The authors conclude that ‘brain function measures can successfully differentiate groups of infants at risk [of autism] from low-risk control within the ﬁrst year of life'. They go on to say that ‘response to dynamic gaze shifts during the first year of life distinguished the group of infants who later develop autism’.
This small study highlights a potential method of identifying children who are likely to develop autism at 6-11 months, much earlier than the current method of diagnosis. The authors suggest this could potentially pave the way for more selective targeting of early intervention efforts and procedures to these children, increasing their life chances.
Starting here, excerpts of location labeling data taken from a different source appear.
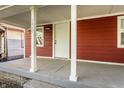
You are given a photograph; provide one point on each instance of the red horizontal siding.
(41, 51)
(97, 40)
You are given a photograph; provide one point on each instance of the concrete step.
(39, 84)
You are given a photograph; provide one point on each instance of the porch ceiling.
(20, 15)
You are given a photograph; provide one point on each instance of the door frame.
(53, 38)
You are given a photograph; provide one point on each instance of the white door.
(61, 40)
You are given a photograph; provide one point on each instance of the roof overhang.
(19, 15)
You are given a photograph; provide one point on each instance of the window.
(40, 37)
(120, 33)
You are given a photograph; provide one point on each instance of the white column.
(33, 39)
(24, 45)
(73, 73)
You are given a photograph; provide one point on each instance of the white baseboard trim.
(45, 57)
(86, 61)
(100, 62)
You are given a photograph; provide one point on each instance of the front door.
(61, 40)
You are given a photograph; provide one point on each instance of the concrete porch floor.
(57, 72)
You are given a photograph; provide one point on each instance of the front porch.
(56, 71)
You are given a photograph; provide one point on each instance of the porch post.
(73, 73)
(33, 39)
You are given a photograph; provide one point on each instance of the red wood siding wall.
(97, 40)
(41, 51)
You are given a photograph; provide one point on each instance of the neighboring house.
(14, 42)
(96, 40)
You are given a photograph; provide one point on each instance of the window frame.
(43, 36)
(119, 32)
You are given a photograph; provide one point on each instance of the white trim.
(100, 62)
(33, 67)
(59, 22)
(24, 45)
(84, 18)
(42, 28)
(100, 16)
(45, 57)
(86, 61)
(53, 43)
(8, 6)
(73, 69)
(119, 31)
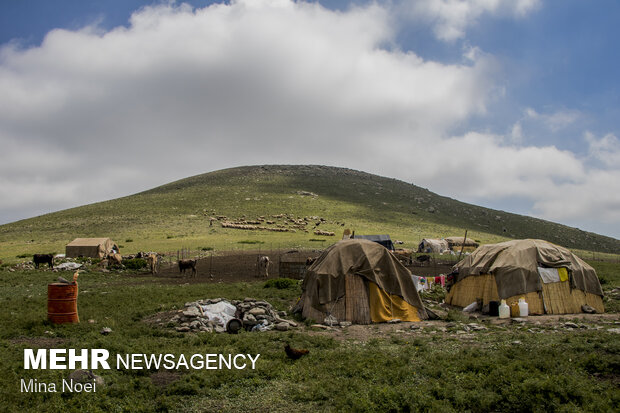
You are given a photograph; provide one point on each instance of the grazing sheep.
(115, 258)
(43, 259)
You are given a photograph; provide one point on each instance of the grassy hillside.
(177, 214)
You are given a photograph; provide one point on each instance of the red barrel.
(62, 303)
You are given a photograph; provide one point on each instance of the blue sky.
(523, 94)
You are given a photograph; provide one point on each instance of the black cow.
(423, 258)
(43, 259)
(187, 265)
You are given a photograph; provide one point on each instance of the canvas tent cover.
(90, 247)
(324, 282)
(384, 240)
(515, 266)
(461, 241)
(433, 245)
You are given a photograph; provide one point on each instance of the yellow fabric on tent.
(385, 306)
(555, 298)
(563, 273)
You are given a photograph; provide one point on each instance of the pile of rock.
(256, 315)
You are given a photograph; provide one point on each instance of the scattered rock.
(282, 326)
(257, 311)
(587, 309)
(192, 312)
(255, 315)
(330, 320)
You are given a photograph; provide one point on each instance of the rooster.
(293, 353)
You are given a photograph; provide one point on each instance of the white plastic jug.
(523, 308)
(504, 310)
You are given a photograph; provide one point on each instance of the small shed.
(90, 247)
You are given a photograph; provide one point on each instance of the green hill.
(178, 214)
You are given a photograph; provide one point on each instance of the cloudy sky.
(509, 104)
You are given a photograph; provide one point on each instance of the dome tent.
(359, 281)
(552, 279)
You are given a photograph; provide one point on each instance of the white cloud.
(554, 121)
(91, 115)
(451, 18)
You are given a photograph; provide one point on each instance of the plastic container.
(523, 308)
(504, 310)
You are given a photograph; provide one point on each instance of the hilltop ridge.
(178, 212)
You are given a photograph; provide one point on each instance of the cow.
(423, 258)
(43, 259)
(263, 265)
(187, 265)
(151, 259)
(115, 259)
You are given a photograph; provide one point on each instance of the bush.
(134, 263)
(281, 283)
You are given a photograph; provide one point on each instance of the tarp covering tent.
(90, 247)
(552, 279)
(455, 243)
(384, 240)
(431, 245)
(359, 281)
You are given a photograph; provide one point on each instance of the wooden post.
(463, 245)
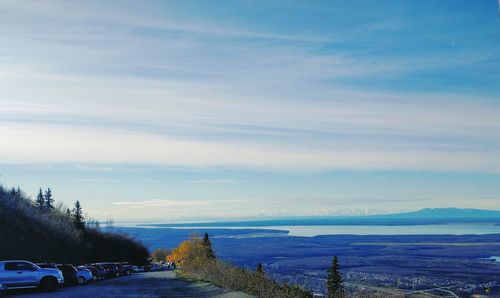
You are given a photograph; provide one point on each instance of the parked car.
(127, 268)
(70, 273)
(102, 272)
(3, 289)
(84, 275)
(23, 274)
(95, 273)
(111, 268)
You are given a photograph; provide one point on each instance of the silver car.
(17, 274)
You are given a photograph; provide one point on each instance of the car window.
(11, 266)
(24, 267)
(18, 266)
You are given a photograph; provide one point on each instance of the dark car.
(96, 273)
(102, 271)
(127, 268)
(70, 273)
(111, 268)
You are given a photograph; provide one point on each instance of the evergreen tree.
(40, 201)
(334, 283)
(78, 218)
(49, 201)
(208, 247)
(260, 270)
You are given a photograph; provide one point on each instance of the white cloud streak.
(83, 86)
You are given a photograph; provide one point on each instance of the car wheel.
(81, 280)
(48, 284)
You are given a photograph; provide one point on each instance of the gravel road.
(150, 284)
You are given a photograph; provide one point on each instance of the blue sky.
(185, 110)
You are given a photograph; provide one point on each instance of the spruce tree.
(40, 201)
(49, 201)
(208, 247)
(78, 219)
(260, 270)
(334, 283)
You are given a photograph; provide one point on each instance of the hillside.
(53, 235)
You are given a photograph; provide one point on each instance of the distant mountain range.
(425, 216)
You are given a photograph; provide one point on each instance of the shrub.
(194, 261)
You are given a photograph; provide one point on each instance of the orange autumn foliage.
(187, 251)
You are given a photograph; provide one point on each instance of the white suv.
(23, 274)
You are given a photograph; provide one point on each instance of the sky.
(196, 110)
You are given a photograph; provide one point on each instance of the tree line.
(43, 230)
(195, 258)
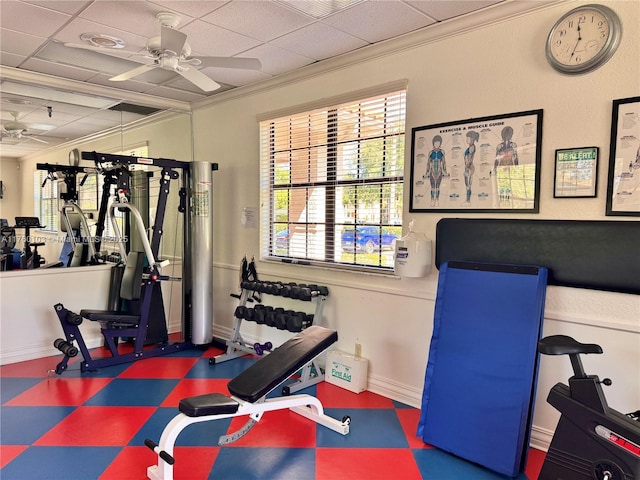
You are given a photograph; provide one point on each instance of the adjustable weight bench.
(248, 397)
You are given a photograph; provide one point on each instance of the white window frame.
(316, 238)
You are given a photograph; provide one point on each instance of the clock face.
(583, 39)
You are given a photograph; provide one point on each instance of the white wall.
(10, 176)
(498, 69)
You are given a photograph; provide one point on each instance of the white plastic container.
(346, 371)
(413, 254)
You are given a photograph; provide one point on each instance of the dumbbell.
(249, 314)
(271, 316)
(261, 348)
(282, 319)
(261, 312)
(65, 347)
(286, 289)
(73, 318)
(240, 311)
(298, 321)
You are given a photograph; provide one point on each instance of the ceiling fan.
(18, 131)
(170, 51)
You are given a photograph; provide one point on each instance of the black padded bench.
(248, 397)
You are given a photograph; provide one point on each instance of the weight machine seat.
(564, 345)
(263, 376)
(130, 289)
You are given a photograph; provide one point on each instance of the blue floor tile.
(203, 434)
(260, 463)
(58, 463)
(228, 369)
(436, 464)
(24, 425)
(369, 428)
(134, 392)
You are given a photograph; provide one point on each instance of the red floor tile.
(132, 463)
(193, 387)
(33, 368)
(409, 418)
(98, 426)
(9, 452)
(281, 428)
(535, 459)
(333, 396)
(366, 464)
(60, 391)
(160, 367)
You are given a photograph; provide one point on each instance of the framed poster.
(576, 173)
(623, 185)
(489, 164)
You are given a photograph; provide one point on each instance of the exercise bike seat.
(564, 345)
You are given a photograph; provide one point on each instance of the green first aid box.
(346, 371)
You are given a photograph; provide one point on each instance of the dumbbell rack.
(278, 318)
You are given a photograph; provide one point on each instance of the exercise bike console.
(592, 441)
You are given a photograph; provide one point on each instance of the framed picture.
(488, 164)
(623, 185)
(576, 173)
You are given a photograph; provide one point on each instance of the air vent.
(131, 108)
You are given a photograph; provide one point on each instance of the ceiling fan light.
(102, 40)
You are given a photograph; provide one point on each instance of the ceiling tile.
(130, 16)
(445, 10)
(20, 17)
(209, 39)
(379, 20)
(277, 60)
(19, 43)
(318, 41)
(257, 19)
(58, 69)
(69, 6)
(191, 8)
(72, 33)
(10, 59)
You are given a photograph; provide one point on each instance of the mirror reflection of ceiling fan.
(170, 51)
(17, 131)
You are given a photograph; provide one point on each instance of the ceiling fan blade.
(132, 73)
(172, 40)
(229, 62)
(199, 79)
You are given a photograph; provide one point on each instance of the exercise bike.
(591, 441)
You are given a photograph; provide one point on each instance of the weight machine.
(143, 320)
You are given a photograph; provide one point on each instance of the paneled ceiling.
(284, 35)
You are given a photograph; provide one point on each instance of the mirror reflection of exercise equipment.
(138, 311)
(28, 258)
(592, 441)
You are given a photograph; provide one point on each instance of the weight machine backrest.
(131, 285)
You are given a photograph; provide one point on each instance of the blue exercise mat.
(481, 374)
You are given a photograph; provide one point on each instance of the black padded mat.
(599, 255)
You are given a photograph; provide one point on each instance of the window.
(45, 200)
(332, 183)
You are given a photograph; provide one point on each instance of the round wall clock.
(583, 39)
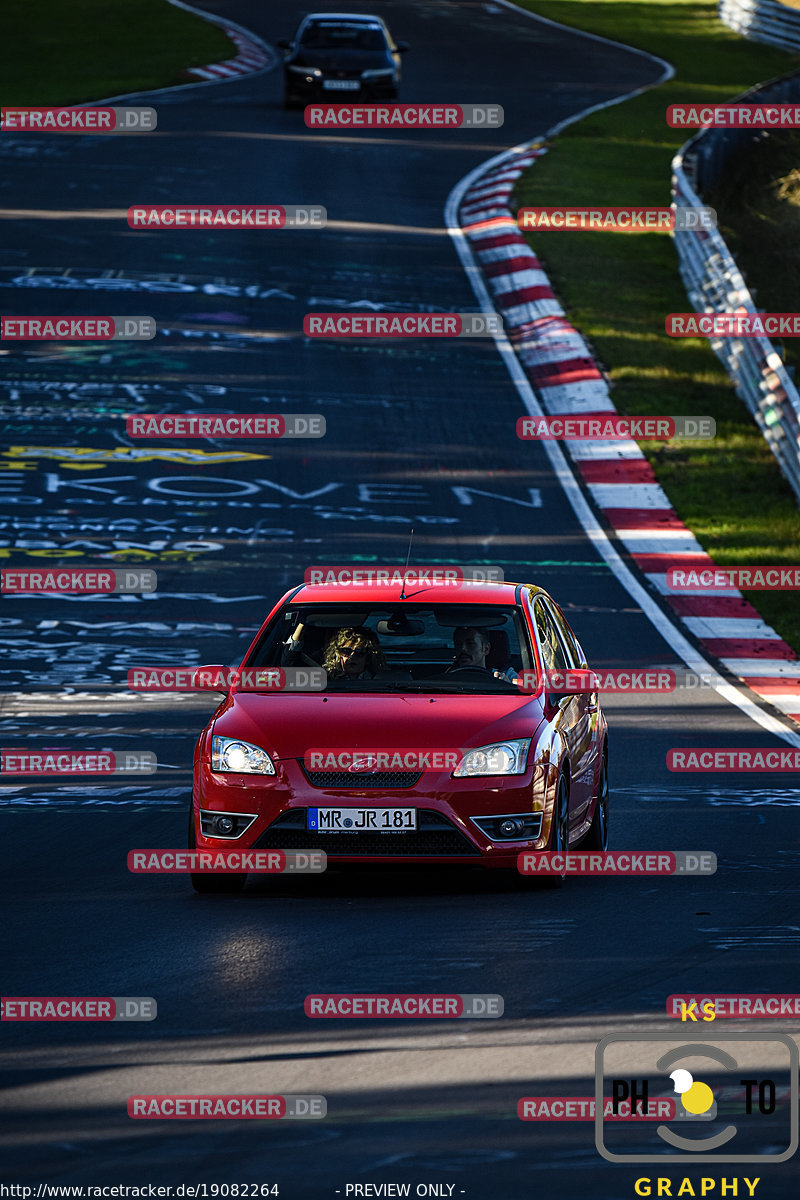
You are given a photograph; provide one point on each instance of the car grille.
(356, 781)
(435, 838)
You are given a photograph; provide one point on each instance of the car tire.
(597, 835)
(211, 885)
(559, 840)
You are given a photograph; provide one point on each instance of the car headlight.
(241, 757)
(501, 759)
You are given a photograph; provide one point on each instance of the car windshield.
(343, 37)
(402, 647)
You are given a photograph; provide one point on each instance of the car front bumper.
(446, 832)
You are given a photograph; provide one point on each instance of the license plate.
(361, 820)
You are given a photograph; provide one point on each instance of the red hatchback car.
(421, 749)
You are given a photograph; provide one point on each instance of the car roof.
(360, 17)
(390, 593)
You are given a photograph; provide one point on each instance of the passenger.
(471, 646)
(354, 654)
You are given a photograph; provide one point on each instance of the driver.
(354, 654)
(471, 646)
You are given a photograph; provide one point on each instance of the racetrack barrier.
(763, 21)
(715, 285)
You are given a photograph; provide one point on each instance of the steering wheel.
(482, 671)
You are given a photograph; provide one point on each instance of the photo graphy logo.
(727, 1083)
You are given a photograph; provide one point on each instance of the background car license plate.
(361, 820)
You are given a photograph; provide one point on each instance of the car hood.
(290, 725)
(341, 60)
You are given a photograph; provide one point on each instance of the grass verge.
(758, 210)
(56, 53)
(618, 288)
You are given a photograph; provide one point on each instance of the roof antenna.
(405, 568)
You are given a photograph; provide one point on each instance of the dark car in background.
(341, 57)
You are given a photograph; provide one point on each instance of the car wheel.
(211, 885)
(597, 835)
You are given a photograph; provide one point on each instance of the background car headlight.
(230, 754)
(501, 759)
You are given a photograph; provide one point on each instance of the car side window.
(553, 652)
(567, 636)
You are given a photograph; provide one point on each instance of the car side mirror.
(573, 682)
(212, 678)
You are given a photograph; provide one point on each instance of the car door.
(573, 713)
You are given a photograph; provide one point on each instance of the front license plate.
(361, 820)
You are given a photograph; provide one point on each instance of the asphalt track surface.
(419, 435)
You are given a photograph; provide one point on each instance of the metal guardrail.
(714, 283)
(763, 21)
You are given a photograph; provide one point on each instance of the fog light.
(510, 826)
(224, 825)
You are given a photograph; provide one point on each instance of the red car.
(421, 748)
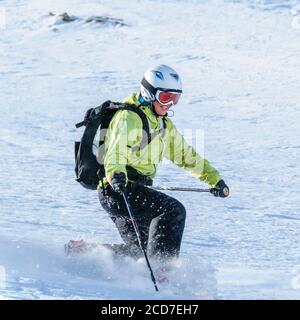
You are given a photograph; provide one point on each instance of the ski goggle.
(167, 97)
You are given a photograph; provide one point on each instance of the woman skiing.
(132, 168)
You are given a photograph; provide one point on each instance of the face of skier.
(160, 109)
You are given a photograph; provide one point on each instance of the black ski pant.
(160, 219)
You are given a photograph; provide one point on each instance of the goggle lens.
(167, 97)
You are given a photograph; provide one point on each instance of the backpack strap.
(147, 137)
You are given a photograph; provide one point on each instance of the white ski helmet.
(161, 77)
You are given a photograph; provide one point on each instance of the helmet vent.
(174, 75)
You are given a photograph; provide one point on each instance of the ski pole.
(180, 189)
(136, 229)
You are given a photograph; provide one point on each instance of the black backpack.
(88, 170)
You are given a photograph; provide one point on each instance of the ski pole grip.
(80, 124)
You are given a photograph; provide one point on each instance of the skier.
(130, 165)
(160, 217)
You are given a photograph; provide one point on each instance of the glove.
(220, 190)
(118, 182)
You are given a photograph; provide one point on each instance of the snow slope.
(240, 64)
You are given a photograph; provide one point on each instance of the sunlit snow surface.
(240, 65)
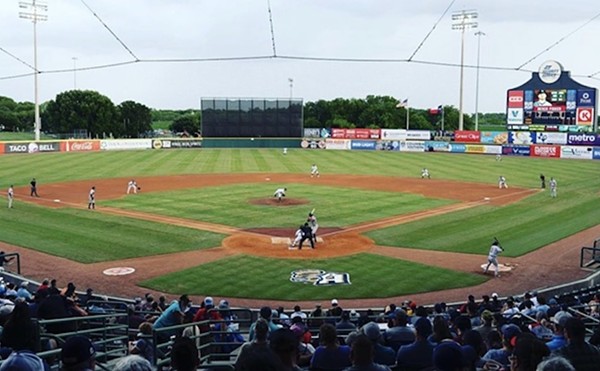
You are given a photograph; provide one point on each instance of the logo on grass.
(319, 277)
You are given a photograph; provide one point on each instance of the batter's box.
(287, 241)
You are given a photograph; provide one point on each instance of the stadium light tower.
(33, 12)
(463, 20)
(478, 34)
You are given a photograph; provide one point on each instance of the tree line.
(89, 112)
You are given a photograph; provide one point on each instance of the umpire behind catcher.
(306, 234)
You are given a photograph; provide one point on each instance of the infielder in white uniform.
(314, 171)
(280, 193)
(132, 186)
(493, 257)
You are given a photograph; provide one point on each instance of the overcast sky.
(516, 31)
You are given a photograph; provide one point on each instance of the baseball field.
(205, 222)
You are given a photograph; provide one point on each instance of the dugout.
(251, 118)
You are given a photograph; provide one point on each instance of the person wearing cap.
(582, 355)
(78, 354)
(509, 336)
(24, 360)
(174, 315)
(419, 354)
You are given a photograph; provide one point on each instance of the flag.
(403, 103)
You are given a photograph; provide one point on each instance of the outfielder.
(493, 257)
(279, 193)
(314, 171)
(132, 186)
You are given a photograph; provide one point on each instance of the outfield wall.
(574, 146)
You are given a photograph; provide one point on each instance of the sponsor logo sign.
(467, 136)
(319, 277)
(586, 98)
(583, 139)
(363, 145)
(514, 116)
(585, 116)
(516, 150)
(579, 152)
(545, 151)
(515, 99)
(550, 72)
(550, 138)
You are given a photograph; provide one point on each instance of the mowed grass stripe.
(225, 278)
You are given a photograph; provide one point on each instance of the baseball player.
(132, 186)
(502, 182)
(297, 237)
(92, 198)
(552, 184)
(11, 195)
(493, 257)
(280, 193)
(314, 226)
(314, 171)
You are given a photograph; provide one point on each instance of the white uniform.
(493, 257)
(297, 237)
(502, 182)
(314, 171)
(132, 186)
(279, 193)
(11, 195)
(552, 187)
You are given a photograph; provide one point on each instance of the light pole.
(463, 20)
(478, 34)
(35, 16)
(74, 73)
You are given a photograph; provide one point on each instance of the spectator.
(398, 334)
(24, 360)
(132, 363)
(528, 353)
(78, 354)
(361, 355)
(381, 354)
(581, 354)
(418, 354)
(184, 355)
(330, 354)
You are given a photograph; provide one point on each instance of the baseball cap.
(22, 360)
(77, 349)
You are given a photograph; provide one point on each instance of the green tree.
(136, 118)
(83, 110)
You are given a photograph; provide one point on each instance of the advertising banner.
(545, 151)
(579, 152)
(516, 150)
(494, 137)
(393, 134)
(31, 147)
(458, 148)
(365, 145)
(124, 144)
(551, 138)
(467, 136)
(337, 144)
(521, 137)
(418, 135)
(412, 146)
(80, 145)
(584, 139)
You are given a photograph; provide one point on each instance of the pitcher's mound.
(275, 202)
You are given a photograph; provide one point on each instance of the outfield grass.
(370, 277)
(230, 205)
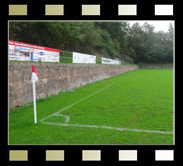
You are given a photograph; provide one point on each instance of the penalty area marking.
(108, 127)
(56, 113)
(95, 126)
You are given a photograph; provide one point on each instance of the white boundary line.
(95, 126)
(85, 98)
(108, 127)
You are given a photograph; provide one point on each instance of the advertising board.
(29, 52)
(110, 61)
(83, 58)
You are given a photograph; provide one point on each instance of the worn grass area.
(140, 99)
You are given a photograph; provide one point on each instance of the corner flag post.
(33, 80)
(34, 100)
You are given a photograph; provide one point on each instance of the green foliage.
(109, 39)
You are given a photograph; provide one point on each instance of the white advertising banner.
(110, 61)
(29, 52)
(83, 58)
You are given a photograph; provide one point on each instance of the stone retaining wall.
(54, 78)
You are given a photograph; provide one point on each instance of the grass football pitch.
(134, 108)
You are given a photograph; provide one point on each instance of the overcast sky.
(159, 25)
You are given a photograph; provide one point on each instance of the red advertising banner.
(30, 52)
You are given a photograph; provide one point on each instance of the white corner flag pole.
(33, 80)
(34, 100)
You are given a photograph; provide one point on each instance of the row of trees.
(108, 39)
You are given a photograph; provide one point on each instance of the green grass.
(155, 64)
(143, 99)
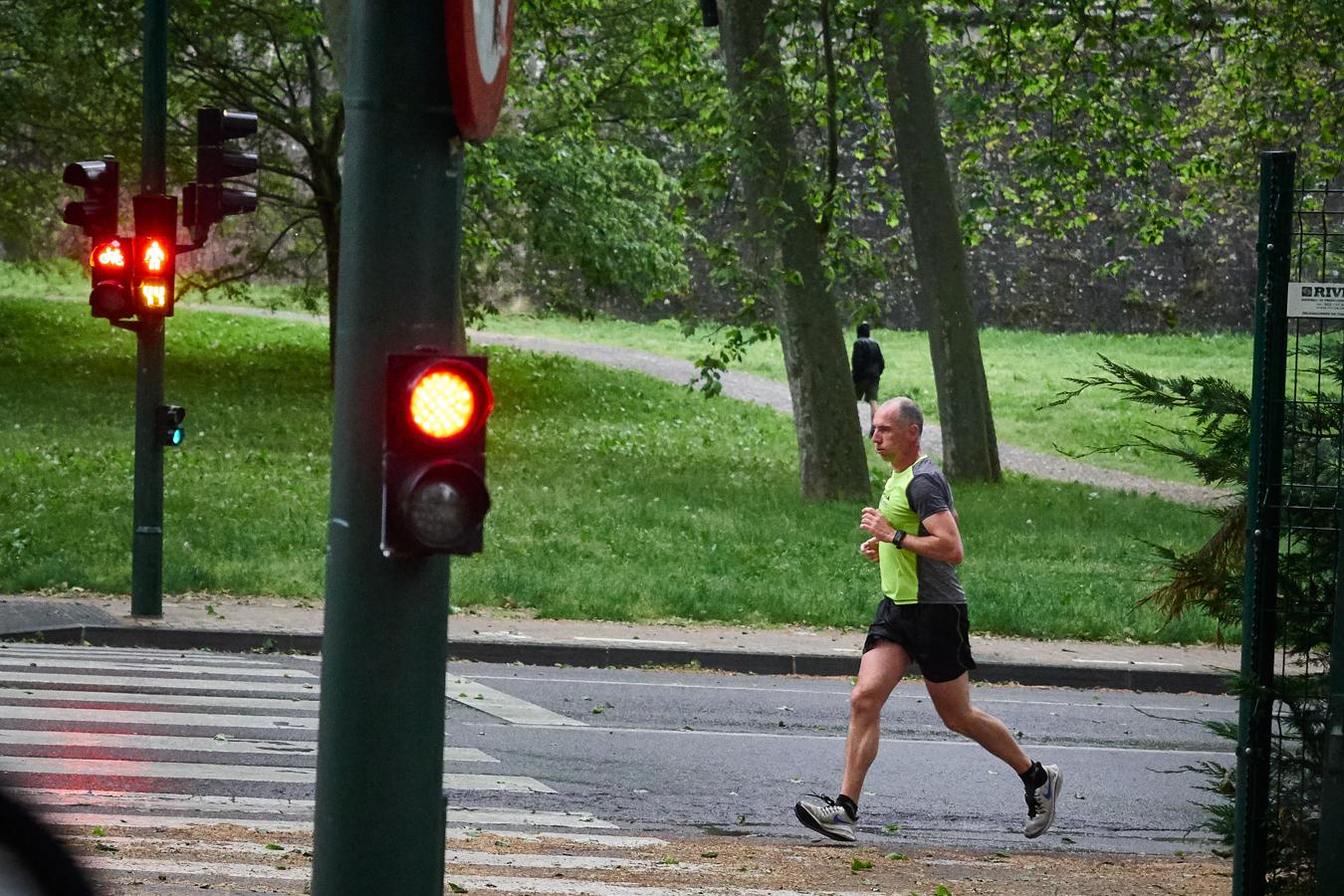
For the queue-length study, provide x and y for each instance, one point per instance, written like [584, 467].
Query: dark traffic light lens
[437, 514]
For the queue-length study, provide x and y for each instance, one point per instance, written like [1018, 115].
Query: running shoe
[1040, 802]
[826, 817]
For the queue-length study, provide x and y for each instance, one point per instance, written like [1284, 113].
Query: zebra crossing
[142, 761]
[167, 773]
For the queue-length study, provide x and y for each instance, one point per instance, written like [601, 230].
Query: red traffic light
[108, 256]
[434, 496]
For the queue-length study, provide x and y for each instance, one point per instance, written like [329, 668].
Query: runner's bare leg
[879, 672]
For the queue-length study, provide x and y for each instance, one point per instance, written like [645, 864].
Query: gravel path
[776, 395]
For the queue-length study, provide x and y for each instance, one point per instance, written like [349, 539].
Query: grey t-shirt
[910, 497]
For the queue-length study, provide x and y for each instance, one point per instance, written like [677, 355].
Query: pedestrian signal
[110, 265]
[156, 250]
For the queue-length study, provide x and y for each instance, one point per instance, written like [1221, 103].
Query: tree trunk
[943, 299]
[785, 251]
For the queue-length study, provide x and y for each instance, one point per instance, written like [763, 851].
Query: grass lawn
[615, 496]
[1025, 371]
While this study provides intriguing results it is important to bear in mind some practical limitations. For instance, while the average differences between the brain function of the infants that went on to develop autism compared to those that did not were significantly different, individual values from the two groups did overlap. This means that there is probably no useful clinical cut-off value to predict autism. Similarly, the researchers do not describe how the controls were selected or report how good the test was at diagnosing autism, known as the ‘test sensitivity’. Reporting these key results would have helped us better assess the accuracy and importance of these findings.
Much larger studies would be needed to establish a suitable brain activity level to use to identify as child as 'likely to develop autism'. These studies could better assess the natural variation in brain activity from a large group of infants. Similarly, it is unlikely a future autism assessment would rely on a single test, such as dynamic eye gaze, but would instead use a combination of tests.
The uncertainty about what cut-off values to use, and the drawbacks of using a single predictive test, makes the development of an early identification test more complex. It may be some time before a predictive test is routinely available to identify infants likely to develop autism earlier than is currently possible.